In response to the mogul’s mercurial values, the Hollywood community pursued a significant degree of liberal and populist political activism, along with a growing radicalism among writers, directors and stars. For instance, James Cagney and Charlie Chaplin supported Sinclair’s EPIC campaign by attending meetings and collecting monies. Their actions reflected the economic, social and political conditions of the era, notably the collapse of US capitalism with the Great Depression, the New Deal, the establishment of trade unions, and the emigration of European political refugees due to Nazism.

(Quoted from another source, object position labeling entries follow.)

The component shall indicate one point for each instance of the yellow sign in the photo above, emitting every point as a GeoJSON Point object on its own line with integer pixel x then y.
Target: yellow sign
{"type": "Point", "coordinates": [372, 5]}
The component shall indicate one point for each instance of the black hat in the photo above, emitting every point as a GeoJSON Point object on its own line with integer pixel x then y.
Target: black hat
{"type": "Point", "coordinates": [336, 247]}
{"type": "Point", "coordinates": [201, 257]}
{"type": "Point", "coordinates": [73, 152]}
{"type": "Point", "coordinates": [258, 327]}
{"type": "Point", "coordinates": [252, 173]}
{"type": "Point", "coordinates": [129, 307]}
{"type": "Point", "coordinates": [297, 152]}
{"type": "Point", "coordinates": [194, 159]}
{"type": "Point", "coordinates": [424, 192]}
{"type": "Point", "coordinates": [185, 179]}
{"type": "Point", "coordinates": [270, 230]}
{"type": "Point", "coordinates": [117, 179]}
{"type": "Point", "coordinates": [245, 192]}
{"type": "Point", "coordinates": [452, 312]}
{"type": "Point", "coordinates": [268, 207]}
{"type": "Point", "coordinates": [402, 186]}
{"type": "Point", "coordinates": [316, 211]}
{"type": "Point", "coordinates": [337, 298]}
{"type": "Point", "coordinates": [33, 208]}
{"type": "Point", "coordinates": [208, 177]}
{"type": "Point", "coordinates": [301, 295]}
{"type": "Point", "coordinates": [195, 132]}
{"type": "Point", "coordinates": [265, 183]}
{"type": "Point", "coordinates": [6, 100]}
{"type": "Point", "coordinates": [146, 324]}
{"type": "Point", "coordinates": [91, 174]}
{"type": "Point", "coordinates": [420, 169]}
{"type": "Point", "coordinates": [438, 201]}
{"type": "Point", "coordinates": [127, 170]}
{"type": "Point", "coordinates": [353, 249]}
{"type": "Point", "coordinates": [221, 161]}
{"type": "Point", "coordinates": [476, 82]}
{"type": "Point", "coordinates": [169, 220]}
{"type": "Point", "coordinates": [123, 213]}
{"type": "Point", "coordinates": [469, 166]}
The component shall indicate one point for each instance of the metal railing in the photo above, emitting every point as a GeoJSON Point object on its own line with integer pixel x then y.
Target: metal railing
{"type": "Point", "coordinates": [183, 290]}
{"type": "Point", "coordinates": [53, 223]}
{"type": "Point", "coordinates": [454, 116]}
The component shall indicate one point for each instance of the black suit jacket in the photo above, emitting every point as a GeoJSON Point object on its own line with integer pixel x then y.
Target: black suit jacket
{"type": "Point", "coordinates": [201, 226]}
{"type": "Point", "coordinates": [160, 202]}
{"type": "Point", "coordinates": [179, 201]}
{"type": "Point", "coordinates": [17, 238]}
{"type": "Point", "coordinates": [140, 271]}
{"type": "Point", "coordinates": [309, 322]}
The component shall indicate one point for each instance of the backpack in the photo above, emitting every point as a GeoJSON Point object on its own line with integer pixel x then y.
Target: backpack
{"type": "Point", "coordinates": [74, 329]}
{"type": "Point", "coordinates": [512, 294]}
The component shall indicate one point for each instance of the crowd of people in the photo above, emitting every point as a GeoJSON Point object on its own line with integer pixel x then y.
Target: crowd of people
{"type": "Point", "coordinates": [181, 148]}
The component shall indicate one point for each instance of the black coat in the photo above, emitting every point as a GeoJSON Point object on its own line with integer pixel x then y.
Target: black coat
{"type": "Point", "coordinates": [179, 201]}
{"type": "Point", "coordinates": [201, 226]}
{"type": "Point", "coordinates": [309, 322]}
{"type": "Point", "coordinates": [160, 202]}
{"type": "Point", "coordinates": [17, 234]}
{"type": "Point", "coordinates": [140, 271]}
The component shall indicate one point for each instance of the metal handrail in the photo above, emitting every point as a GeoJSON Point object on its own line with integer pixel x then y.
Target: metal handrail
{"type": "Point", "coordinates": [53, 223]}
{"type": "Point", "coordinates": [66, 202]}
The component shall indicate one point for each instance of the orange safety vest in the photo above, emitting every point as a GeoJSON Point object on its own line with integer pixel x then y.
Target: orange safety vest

Therefore, President Franklin D. Roosevelt (FDR) courted Warner Brothers to make films supporting New Deal values and appointed Jack L. Warner as the Los Angeles Chairman of the National Recovery Administration (NRA). Elsewhere, stars and writers such as Edward G. Robinson, and Dudley Nichols lent themselves to liberal, international causes. Some activists became attracted to the Hollywood Communist Party, which was a small, but potent, force in 1930s. This tide of Hollywood liberalism and radicalism was enhanced by the migration of New York based writers and stage actors who, in the wake of sound films, had resettled on the West Coast.

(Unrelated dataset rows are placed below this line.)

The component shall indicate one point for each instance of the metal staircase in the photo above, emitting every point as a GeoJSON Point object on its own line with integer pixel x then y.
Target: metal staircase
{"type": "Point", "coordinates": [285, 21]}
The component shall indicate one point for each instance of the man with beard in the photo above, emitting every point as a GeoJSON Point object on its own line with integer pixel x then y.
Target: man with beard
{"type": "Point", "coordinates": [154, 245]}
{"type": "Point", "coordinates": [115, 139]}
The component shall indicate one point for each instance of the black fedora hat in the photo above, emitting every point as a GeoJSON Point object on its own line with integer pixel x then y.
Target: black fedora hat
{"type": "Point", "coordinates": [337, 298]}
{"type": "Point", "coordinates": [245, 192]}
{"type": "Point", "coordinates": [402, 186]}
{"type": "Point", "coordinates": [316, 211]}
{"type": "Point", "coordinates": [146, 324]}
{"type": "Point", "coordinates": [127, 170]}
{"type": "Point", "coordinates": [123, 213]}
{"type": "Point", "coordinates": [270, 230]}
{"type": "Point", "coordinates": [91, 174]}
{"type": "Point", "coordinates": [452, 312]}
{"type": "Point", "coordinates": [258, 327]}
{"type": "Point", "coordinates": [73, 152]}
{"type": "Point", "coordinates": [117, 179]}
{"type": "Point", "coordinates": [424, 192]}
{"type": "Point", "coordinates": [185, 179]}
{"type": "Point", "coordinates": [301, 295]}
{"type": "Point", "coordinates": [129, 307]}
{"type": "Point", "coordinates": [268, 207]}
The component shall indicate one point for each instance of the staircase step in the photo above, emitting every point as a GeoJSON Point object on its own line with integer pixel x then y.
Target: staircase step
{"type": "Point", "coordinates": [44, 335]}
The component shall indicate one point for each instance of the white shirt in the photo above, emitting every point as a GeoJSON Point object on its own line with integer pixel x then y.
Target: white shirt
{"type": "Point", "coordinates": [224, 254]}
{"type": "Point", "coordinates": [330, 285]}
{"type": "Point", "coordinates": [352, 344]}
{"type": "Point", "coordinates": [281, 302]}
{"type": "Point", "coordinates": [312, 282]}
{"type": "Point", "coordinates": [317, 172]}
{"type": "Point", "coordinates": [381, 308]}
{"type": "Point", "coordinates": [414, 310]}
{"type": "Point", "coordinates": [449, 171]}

This chapter outlines the development of the moguls’ politics and how they courted the ‘great and good’ in American civil life. It will demonstrate how the social changes instituted by the New Deal provided the context through which the Hollywood workforce became politically conscious. Finally, it will discuss how the techniques employed by the moguls in EPIC campaign defined the political divide between left and right which emerged in Hollywood in the 1930s and would provide the context for the anti-Communist blacklist of the 1940s and 1950s.